The method being introduced can be applied to a wide variety of difficult technical issues concerning geomechanical constants of earth reservoirs. The one issue that will be addressed at length here is the question of how shear moduli in fully saturated, partially saturated, and/or patchy saturated porous earth may or may not depend on mechanical properties of the pore fluids. The well-known fluid substitution formulas of Gassmann (1951) [also see Berryman (1999)] show that -- for isotropic, microhomogeneous (single solid constituent) porous media -- the undrained bulk modulus depends strongly on a pore-liquid's bulk modulus, but the undrained shear modulus is not at all affected by changes in the pore-liquid modulus. Since the system we are considering violates Gassmann's microhomogeneity constraint as well as the the isotropy constraint in the vicinity of layer interfaces, I expect that the shear modulus will in fact depend on the fluid properties in this model (Mavko and Jizba, 1991; Berryman and Wang, 2001; Berryman et al., 2002b). The semi-analytical model presented here allows me to explore this issue in some detail, to show that overall shear modulus does depend on pore-fluid mechanics, and to quantify these effects.

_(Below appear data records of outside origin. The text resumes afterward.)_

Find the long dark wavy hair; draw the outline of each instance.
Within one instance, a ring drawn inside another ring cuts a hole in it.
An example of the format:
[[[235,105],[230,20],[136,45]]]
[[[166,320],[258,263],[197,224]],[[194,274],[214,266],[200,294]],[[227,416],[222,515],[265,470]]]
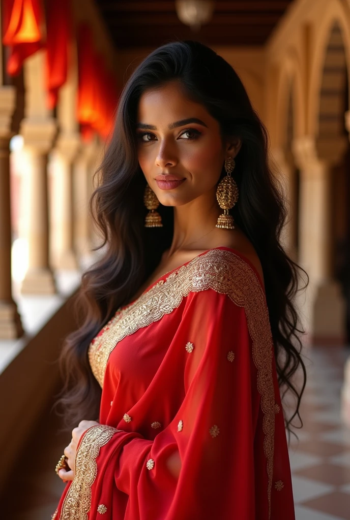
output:
[[[121,93],[115,128],[97,173],[98,186],[91,199],[96,223],[104,237],[99,259],[82,277],[77,302],[81,324],[67,339],[60,365],[64,385],[58,402],[68,427],[98,415],[101,388],[89,365],[88,349],[93,338],[118,308],[129,303],[159,264],[172,239],[173,209],[161,206],[162,228],[144,227],[143,203],[146,185],[138,160],[135,131],[140,96],[148,89],[177,81],[189,98],[199,102],[219,122],[222,136],[240,138],[235,180],[240,196],[232,211],[249,239],[262,267],[280,386],[296,399],[299,414],[306,370],[301,356],[301,327],[293,304],[298,270],[280,242],[286,217],[279,183],[268,161],[266,130],[253,109],[232,67],[214,50],[197,42],[166,44],[149,54],[135,70]],[[224,175],[223,170],[222,175]],[[233,331],[232,331],[233,334]],[[295,375],[301,368],[303,384]]]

The next section introduces the basic tools used later in the layer analysis. The third section reviews the Peselnick-Meister-Watt bounds and presents the new formulation of them. The fourth section summarizes the results needed from poroelastic analysis. The fifth section presents the main new results of the paper, including four distinct scenarios that help elucidate the behavior of the overall shear modulus and compare it to that of the bulk modulus. The final section summarizes our conclusions. Appendix A provides a brief proof of one of the results used in the text concerning the behavior of the effective stress coefficient for patchy saturation. Appendix B shows that Hill's equation should be used cautiously in analysis of heterogeneous reservoirs.